Created to help emerging and mid-career photographers realize their book projects, this multi-day workshop led by artists Cristian Ordóñez and Kate Schneider will guide participants in the clear direction of a photobook that they can propose for grants and publishers.
The workshop includes sequencing and layout activities, peer-led critiques, and conversations with guest photographers, editors, and designers of recognized experience.

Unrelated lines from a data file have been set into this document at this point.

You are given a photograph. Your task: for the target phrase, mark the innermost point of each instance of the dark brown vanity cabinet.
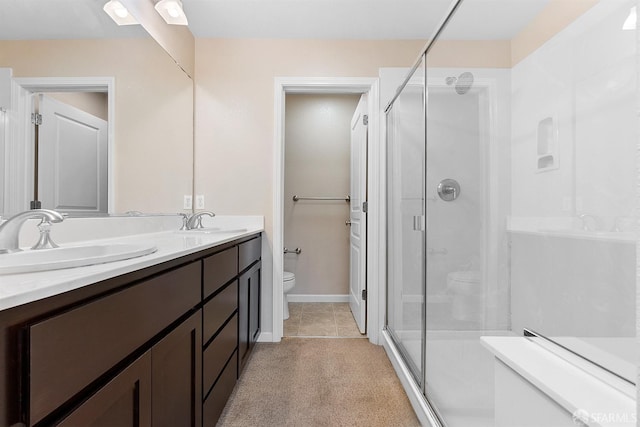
(248, 300)
(154, 347)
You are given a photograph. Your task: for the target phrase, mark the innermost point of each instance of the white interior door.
(358, 217)
(72, 159)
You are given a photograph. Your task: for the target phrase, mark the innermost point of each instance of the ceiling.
(314, 19)
(357, 19)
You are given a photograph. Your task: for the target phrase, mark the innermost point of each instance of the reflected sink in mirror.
(211, 230)
(77, 256)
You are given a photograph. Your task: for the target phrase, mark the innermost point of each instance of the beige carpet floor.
(318, 382)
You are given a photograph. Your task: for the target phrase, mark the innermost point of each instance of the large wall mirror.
(70, 54)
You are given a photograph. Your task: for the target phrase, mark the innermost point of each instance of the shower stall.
(512, 214)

Held at the CONTACT Photobook Lab in downtown Toronto, the workshop is subject to an application process. It is free to apply; successful participants will be notified and invoiced for the workshop fee.
Instructor Bios:
Cristian Ordóñez (b. 1976, Santiago de Chile) has been based in Toronto since 2008. He is an independent graphic designer, photographer and publisher. These three practices constantly merge within his process. With his photographic work he has won the Urbanautica Institute Award (Italy), the Burtynsky Grant, the OMNE – Osservatorio Mobile Nord Est Land residency program prize 2023-2025 (Italy); has been supported by the Canada Council for the Arts and the Ontario Art Council; shortlisted by Getxophoto (Spain) and nominated for the Leica Oskar Barnack Award (Germany). Ordóñez has taught workshops in collaboration with VU Photo (Québec), OCAD University, Gallery 44 and Toronto Metropolitan University. His publications are collected at libraries including the National Gallery of Canada, the Museum of Modern Art, San Telmo Museum, the Art Gallery of Ontario and the National Library of Australia, among others. He divides his time working with photography and graphic design, and as a photo editor and design director for the Vermont and Toronto-based publisher of artists books and ephemera Another Earth, which he has been a part of since 2020
Kate Schneider (b. 1980, Cleveland, Ohio) is an artist of settler ancestry living in Tkaronto (Toronto). As a life-long resident of the Great Lakes region, her artistic practice considers her personal and ethical relationship to her home and environment during a time of climate crisis. She has received funding from the MacLaren Art Centre’s John Hartman Award (2020) and the Ontario Arts Council. Kate’s works have been shown extensively throughout North America in such galleries as the Prefix Institute of Contemporary Art (Toronto), Harbourfront Centre (Toronto), Spellerberg Projects (Texas), and the Great Plains Art Museum (Nebraska), and published in numerous books and publications, such as PDN’s Photo Annual, Women Photographers International Archive (WOPHA), and What Makes a Lake by Another Earth Press. Kate’s first book, How to Understand a Rock, was produced through the Penumbra Foundation’s Risograph Publication Residency (2023).